Discussion in 'Shaders' started by lumoconnor, Oct 22, 2018.

  1. lumoconnor

    lumoconnor

    Joined:
    Jan 17, 2016
    Posts:
    27
    Hello, everyone. I'm writing a Compute Shader that needs to sample the textures associated with the materials in the scene. Is there any way to access these textures by name (Instead of having to declare a Texture2D with a matching name)?

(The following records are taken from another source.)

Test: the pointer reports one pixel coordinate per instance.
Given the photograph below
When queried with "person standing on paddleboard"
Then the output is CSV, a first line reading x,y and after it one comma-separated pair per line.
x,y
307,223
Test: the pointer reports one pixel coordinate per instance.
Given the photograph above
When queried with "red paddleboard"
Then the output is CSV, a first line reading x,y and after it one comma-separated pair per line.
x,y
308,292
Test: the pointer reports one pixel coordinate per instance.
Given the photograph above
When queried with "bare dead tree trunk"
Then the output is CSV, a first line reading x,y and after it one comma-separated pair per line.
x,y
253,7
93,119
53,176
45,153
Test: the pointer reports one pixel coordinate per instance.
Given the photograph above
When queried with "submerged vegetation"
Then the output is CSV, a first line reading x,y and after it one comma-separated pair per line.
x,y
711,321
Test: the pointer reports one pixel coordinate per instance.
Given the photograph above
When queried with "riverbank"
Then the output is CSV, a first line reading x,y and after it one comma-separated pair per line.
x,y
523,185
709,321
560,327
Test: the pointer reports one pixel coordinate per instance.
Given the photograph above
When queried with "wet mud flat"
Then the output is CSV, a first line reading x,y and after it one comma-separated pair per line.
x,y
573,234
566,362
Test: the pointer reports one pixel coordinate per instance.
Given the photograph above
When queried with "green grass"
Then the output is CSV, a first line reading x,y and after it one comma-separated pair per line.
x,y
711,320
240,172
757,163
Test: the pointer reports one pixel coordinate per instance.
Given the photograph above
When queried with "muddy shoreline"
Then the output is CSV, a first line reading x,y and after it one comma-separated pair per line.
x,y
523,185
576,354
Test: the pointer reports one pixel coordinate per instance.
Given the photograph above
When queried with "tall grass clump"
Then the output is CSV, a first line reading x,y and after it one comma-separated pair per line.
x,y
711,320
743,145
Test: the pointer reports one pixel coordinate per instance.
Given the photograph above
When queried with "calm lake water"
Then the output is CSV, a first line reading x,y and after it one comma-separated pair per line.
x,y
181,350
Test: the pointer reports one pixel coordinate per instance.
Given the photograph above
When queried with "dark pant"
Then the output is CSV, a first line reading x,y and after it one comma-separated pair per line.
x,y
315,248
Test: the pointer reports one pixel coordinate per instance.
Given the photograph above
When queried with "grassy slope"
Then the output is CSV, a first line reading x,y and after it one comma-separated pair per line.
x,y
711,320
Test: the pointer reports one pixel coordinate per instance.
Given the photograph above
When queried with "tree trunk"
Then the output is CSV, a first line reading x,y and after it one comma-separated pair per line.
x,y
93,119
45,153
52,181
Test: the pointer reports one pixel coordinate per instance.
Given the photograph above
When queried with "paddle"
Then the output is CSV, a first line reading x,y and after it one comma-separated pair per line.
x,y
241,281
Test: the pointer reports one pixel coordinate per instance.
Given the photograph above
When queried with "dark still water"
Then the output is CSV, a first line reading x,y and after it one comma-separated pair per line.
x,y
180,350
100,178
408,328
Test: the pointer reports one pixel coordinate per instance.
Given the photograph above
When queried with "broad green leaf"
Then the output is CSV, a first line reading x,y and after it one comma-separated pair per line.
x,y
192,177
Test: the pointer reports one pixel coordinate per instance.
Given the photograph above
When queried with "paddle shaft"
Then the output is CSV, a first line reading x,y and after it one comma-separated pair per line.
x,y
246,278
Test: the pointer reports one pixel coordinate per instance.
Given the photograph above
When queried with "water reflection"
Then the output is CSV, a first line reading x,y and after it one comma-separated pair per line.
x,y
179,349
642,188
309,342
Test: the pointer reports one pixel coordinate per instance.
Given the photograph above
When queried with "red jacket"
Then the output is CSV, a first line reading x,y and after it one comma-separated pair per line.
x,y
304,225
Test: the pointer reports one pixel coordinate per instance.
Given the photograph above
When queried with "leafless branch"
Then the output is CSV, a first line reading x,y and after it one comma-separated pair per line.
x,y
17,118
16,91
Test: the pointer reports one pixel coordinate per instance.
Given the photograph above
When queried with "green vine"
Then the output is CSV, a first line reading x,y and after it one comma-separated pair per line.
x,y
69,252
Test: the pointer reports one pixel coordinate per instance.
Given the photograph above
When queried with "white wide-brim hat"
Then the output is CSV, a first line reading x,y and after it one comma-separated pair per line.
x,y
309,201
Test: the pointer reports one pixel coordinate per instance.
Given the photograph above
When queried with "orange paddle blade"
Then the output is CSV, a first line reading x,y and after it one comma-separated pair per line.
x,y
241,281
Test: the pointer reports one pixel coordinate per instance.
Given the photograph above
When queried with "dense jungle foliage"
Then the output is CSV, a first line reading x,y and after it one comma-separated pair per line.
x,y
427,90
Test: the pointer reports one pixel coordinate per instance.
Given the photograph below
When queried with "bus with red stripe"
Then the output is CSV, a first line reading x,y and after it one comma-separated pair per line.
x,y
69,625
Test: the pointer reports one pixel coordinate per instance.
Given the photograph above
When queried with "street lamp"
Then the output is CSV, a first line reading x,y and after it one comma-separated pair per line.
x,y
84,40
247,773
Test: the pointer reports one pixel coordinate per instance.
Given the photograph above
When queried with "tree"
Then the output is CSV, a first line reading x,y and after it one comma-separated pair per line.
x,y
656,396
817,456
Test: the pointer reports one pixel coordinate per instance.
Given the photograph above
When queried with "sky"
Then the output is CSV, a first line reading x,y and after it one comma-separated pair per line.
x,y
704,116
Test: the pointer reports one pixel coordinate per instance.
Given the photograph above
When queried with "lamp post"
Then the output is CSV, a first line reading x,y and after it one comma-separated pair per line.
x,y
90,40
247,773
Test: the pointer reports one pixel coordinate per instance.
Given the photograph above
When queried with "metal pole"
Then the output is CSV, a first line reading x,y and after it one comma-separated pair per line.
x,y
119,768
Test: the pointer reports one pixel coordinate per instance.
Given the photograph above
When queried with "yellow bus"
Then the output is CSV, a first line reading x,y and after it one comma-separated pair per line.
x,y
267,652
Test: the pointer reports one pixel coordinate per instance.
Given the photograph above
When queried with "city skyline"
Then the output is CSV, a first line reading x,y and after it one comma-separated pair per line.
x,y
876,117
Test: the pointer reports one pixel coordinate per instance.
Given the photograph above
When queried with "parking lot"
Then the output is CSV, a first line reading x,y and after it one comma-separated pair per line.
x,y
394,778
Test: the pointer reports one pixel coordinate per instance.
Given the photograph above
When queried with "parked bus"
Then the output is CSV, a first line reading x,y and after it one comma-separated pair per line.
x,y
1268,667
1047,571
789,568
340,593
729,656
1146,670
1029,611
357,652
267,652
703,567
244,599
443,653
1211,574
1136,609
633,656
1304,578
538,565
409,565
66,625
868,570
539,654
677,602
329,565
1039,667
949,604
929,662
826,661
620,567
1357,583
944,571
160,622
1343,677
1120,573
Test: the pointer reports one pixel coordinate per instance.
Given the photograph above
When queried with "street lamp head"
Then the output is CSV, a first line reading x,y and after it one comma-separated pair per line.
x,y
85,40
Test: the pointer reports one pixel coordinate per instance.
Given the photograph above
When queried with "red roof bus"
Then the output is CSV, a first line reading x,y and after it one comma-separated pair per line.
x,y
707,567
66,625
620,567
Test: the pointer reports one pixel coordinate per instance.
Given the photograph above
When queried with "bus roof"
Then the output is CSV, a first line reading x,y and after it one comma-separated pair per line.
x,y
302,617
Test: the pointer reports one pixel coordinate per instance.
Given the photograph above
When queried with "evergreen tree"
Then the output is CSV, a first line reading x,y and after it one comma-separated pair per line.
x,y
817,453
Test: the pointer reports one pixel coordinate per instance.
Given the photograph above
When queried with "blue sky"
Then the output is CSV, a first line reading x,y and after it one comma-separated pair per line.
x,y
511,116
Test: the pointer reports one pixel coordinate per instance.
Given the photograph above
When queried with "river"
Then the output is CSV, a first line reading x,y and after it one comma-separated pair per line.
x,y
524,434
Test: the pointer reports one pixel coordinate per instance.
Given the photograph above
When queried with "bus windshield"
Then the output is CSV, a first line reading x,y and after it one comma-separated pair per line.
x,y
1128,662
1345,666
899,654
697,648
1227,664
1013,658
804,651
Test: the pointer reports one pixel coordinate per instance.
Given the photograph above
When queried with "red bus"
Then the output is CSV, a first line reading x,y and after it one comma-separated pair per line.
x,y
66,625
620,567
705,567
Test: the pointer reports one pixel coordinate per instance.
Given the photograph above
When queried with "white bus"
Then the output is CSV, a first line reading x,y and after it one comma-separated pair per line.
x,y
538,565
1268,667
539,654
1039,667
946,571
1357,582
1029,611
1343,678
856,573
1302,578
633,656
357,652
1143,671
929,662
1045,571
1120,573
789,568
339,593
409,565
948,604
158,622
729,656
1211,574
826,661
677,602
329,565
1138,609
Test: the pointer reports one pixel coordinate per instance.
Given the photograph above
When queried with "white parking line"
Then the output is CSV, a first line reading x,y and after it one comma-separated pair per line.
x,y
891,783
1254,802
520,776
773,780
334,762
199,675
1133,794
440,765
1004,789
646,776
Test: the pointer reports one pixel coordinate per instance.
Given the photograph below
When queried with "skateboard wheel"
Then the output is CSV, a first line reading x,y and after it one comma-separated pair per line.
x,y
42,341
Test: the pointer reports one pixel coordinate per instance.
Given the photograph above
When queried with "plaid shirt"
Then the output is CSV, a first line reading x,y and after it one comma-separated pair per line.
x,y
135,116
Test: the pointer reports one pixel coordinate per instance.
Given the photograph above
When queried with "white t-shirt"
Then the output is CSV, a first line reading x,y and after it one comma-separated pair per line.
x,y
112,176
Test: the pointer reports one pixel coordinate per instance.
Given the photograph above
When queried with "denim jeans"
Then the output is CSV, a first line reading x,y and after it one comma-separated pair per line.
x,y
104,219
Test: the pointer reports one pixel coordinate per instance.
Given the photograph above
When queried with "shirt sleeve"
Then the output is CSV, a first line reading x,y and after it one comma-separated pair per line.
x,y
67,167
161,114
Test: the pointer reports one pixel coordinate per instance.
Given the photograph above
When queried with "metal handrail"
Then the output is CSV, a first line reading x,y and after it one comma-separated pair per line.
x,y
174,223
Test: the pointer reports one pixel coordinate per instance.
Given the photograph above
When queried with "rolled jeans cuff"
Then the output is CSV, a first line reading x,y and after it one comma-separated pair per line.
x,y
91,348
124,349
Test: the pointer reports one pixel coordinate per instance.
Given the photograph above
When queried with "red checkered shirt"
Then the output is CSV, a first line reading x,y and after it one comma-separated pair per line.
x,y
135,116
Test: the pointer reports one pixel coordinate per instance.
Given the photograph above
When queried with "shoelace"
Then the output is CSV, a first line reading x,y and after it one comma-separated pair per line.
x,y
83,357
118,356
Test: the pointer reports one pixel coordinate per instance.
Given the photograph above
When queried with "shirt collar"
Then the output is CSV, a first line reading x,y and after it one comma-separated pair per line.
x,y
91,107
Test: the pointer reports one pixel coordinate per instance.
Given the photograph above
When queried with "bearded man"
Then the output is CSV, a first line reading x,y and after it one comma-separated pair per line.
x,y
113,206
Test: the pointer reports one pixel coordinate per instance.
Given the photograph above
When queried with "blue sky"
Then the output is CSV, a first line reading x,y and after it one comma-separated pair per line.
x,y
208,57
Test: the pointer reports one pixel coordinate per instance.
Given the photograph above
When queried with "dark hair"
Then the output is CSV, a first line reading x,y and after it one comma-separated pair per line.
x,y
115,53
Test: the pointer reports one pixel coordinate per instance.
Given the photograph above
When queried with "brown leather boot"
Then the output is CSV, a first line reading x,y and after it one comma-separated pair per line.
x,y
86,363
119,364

    Right now I only seem to be able to access the textures by declaring variables such as:
    Texture2D<float> _texture1;


    Since the names of the textures can be arbitrary, I'd ideally like to access the textures by name, e.g.
    GetTexture("texture1");


    Does such a command exist?

    Thanks for your help!
     
  2. bgolus

    bgolus

    Joined:
    Dec 7, 2012
    Posts:
    12,348
    Nope.

    Understand the texture has no name on the GPU. It has a pre-assigned register index per shader. When you do something like this:

    sampler2D _TexA;
    sampler2D _TexB;
    sampler2D _TexC;

    fixed4 colC = tex2D(_TexC, UV);


    That tex2D function is really sampling "texture register 2". The name exists purely in the high level shader code, not in the compiled assembly shader the GPU is actually running. The name of the texture is used during shader compilation and CPU side draw call setup so that the texture asset assigned to _TexC gets sent to the GPU so it knows what to put in that register. The result is all "named" textures have to be known before the GPU even gets the shader.

    The solution to this kind of problem for the last decade has been using texture arrays. The obvious limitation being you're limited to textures of the same size and format. However you can use multiple texture arrays sorted by a few sizes and formats and that'll get you 90% of the way. Before texture arrays, the solution was texture atlases, which people still use today, and you can use with texture arrays to get textures that are different sizes in the same array. Atlases come with all kinds of gotchas, but they're effective.


    The modern solution is to use bindless textures. This is a DirectX12 & Vulkan feature (also available to OpenGL via extensions) which works similar to an array in that you access a texture by it's "index" (or handle in bindless parlance) from an array, but the array in this case is really just a contiguous list of textures of arbitrary sizes and formats. If you need to access a texture, you just need to know that texture's handle and then pass that to the shader as a material, vertex, or buffer property.

    Unfortunately, as far as I know, this isn't a feature that Unity supports. It may be possible with a native plugin, but that's outside my area of expertise.
     
  3. lumoconnor

    lumoconnor

    Joined:
    Jan 17, 2016
    Posts:
    27
    Thanks, this is really helpful!

    I was trying to find a way to use texture arrays, but as you said, had been running into the limitation that the textures must be the same size. My hacky solution for the time being was to just declare a bunch of textures in the shader (_texture1, _texture2 ..... _texture10) which is not ideal, but works.

    I'll take a look at bindless textures.